UK OKs 1.2GW Moray link for RE

UK energy regulator Ofgem has approved a 1.2GW subsea link spanning the Moray Firth in Scotland to move renewable power from north to south, and announced a shake-up of transmission charging.

Ofgem’s decision means Scottish Hydro Electricity Transmission (SHET) – a subsidiary of utility SSE – can move ahead with the £1.2bn Moray project, which is set for completion during 2018.

The regulator said the link between Caithness and Moray in northern Scotland is needed to “help meet Britain’s renewable target at a lower cost to consumers”.

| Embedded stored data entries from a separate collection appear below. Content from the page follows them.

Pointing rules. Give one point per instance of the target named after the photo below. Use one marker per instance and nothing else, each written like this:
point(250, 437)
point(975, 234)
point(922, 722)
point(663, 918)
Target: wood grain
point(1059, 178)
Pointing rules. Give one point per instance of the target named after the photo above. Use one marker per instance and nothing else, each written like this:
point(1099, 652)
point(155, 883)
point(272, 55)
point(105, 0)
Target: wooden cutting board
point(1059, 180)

SSE – which applied to Ofgem to build the link in April 2013 – said: "We will now work with Ofgem on the remaining details and focus on ensuring that the new link is constructed in a safe and responsible way so that the benefits it will bring in unlocking renewable sources of energy for decades to come are realised."

Ofgem also said it will shake-up its transmission charging regime in a way that “recognises that renewable generation uses the system less than traditional forms of generation and so imposes lower costs.

“The change will therefore more accurately reflect the costs that different generators put on the electricity network.”

The move follows a lengthy consultation by the regulator against a background of complaints by the renewables sector that the existing system discriminated against generation by wind and marine sources, which are often necessarily remote from population centres.

Ofgem said of the new regime, which takes effect from 1 April 2016: “The new arrangements more accurately reflect the costs of Britain’s diverse energy generation and will lead to lower costs overall for consumers.”